Historic Car Plant Echoes to Whisper of Output

Seen from Longbridge, MG Rover’s former base, the business’s industrial legacy five years on looks decidedly threadbare.

In one portion of the cavernous and almost deserted plant – once one of Europe’s largest – China’s Shanghai Automotive Industry Corporation, owner of the rump MG brand, began making its TF two-seater sports car last year in small numbers for the UK and Ireland, using Chinese and European parts.

The company will not comment on production volumes, but acknowledges they are modest. “It’s not MG Rover numbers – it’s a single model we’re producing,” says Peter Brooking, marketing manager for MG Motor UK.

Most MG cars are now made in China. In 2006, a year after buying rights to the brand from MG Rover’s liquidators, Nanjing Automobile Corporation moved an entire production line from Birmingham halfway across the world in 4,900 shipping containers.

SAIC, which has since taken over NAC, also bought rights to some Rover models, made now under the Roewe brand.

Notwithstanding the much-diminished output at Longbridge – or the thousands of jobs lost when MG Rover collapsed – other marques from its erstwhile portfolio are thriving under different ownership.

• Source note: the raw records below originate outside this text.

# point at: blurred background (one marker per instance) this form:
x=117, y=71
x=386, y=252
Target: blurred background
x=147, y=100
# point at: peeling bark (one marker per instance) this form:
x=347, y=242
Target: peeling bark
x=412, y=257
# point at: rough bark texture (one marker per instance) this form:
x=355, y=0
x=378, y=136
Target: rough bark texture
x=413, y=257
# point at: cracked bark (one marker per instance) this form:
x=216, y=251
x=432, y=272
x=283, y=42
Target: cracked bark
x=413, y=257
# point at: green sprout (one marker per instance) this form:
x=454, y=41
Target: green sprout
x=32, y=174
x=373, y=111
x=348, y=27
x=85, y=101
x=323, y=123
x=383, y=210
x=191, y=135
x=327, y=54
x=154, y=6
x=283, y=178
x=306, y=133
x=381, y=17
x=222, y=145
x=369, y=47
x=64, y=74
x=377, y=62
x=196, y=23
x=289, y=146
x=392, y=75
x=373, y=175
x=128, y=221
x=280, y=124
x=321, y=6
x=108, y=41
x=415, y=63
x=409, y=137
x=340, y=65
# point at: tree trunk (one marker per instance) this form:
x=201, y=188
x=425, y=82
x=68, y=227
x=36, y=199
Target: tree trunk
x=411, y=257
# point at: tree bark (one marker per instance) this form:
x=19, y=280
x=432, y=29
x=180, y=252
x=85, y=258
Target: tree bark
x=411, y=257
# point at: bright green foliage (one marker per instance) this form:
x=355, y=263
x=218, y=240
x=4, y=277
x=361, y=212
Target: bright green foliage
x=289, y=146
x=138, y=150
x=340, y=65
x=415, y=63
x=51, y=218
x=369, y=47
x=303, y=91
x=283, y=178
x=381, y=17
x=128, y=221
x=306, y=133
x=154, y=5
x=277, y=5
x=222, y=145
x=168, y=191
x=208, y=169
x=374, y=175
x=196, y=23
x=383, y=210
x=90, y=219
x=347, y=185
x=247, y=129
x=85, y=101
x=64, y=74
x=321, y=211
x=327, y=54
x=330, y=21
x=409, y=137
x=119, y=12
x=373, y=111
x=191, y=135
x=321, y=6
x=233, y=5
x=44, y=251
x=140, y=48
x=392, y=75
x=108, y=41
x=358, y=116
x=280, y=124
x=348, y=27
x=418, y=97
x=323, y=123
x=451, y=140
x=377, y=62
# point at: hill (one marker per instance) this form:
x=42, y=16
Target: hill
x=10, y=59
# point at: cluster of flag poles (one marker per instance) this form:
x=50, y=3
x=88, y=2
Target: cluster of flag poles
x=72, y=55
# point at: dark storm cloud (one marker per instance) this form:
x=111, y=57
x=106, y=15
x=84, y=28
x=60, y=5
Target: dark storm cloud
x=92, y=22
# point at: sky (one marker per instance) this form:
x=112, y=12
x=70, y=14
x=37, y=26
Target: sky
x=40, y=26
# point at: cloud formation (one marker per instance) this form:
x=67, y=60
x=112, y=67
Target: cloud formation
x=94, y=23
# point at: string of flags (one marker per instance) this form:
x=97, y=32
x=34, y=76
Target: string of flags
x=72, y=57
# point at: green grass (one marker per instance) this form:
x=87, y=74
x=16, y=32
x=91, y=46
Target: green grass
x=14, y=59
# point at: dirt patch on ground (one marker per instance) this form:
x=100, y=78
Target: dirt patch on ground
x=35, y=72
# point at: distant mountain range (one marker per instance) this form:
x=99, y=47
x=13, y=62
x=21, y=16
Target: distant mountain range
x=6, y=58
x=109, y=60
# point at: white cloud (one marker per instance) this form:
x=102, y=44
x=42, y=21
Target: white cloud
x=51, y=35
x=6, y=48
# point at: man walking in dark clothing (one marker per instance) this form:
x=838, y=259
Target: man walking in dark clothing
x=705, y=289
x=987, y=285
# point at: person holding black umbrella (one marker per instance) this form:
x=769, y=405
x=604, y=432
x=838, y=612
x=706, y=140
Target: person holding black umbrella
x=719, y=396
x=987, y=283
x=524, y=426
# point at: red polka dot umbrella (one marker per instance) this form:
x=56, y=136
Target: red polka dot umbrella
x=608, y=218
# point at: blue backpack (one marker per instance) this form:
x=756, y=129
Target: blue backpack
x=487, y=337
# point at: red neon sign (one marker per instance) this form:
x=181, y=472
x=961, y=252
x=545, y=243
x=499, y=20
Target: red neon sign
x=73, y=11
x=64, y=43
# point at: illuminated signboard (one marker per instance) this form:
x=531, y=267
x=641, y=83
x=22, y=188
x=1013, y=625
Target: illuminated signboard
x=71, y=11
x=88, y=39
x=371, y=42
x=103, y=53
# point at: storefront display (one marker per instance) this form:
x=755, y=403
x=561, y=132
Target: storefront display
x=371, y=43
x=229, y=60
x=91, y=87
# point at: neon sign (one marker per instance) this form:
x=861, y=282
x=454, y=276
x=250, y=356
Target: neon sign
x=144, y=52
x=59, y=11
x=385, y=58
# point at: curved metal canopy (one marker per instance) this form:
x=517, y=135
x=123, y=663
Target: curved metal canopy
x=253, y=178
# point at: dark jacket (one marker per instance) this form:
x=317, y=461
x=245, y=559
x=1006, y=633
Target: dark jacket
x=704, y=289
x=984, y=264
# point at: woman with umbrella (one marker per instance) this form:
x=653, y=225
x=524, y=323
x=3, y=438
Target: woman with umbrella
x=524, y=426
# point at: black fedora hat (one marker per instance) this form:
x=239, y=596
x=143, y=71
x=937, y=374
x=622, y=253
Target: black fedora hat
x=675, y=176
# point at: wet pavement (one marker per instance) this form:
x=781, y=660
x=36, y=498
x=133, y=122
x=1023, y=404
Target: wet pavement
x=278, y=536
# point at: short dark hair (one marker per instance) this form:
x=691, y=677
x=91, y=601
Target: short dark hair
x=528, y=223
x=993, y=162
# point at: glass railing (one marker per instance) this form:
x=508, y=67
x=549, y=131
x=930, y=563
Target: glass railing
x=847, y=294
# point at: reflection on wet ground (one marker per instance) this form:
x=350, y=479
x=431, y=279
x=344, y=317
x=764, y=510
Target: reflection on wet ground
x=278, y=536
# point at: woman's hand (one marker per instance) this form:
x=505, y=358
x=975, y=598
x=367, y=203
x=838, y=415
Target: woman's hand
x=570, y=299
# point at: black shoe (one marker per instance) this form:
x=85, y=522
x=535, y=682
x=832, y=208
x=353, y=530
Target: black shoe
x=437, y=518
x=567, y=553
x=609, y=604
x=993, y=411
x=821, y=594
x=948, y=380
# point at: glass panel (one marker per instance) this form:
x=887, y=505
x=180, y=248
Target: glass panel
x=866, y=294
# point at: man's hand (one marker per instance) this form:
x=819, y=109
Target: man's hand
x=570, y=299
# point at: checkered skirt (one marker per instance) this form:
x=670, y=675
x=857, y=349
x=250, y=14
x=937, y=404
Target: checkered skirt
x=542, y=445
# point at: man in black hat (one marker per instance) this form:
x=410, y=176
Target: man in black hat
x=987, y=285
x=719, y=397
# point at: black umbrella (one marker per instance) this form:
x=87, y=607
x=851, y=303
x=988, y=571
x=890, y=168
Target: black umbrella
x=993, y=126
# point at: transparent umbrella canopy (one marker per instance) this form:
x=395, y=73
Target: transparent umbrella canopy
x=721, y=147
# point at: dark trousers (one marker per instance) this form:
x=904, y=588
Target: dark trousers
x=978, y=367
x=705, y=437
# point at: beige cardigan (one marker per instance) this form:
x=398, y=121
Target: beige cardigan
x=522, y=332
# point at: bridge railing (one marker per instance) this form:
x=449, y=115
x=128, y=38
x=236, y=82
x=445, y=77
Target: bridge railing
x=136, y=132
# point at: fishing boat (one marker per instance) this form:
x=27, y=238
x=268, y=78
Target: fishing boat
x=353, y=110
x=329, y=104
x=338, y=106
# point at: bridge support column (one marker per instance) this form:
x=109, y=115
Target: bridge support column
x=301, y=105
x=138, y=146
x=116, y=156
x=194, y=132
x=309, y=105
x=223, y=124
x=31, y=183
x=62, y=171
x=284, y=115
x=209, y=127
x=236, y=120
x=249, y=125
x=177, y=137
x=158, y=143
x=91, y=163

BMW has expanded annual production of the Mini to more than 200,000 cars, from only about 12,000 a year before the Munich carmaker bought it. It now employs about 3,500 people, from a few hundred when MG Rover owned it.

Norbert Reithofer, BMW’s chief executive, announced plans last week to bring production of two new models to the brand’s plant in Cowley near Oxford in a move expected to create 1,000 or more jobs.

Land Rover, sold to Ford Motor and then to Tata Motors last year, has arguably also fared better under a new owner. It recorded its highest sales yet in 2007, as Ford was selling it.

Sales figures have wilted over the past year – down 38 per cent in the first half of 2009 on a year ago – but together with Jaguar it remains one of Britain’s largest carmakers.

“There is a strong argument to say that even if you take into account the sad demise of MG Rover, the UK motor industry is much better off than it was,” says Paul Everitt, chief executive of the Society of Motor Manufacturers and Traders.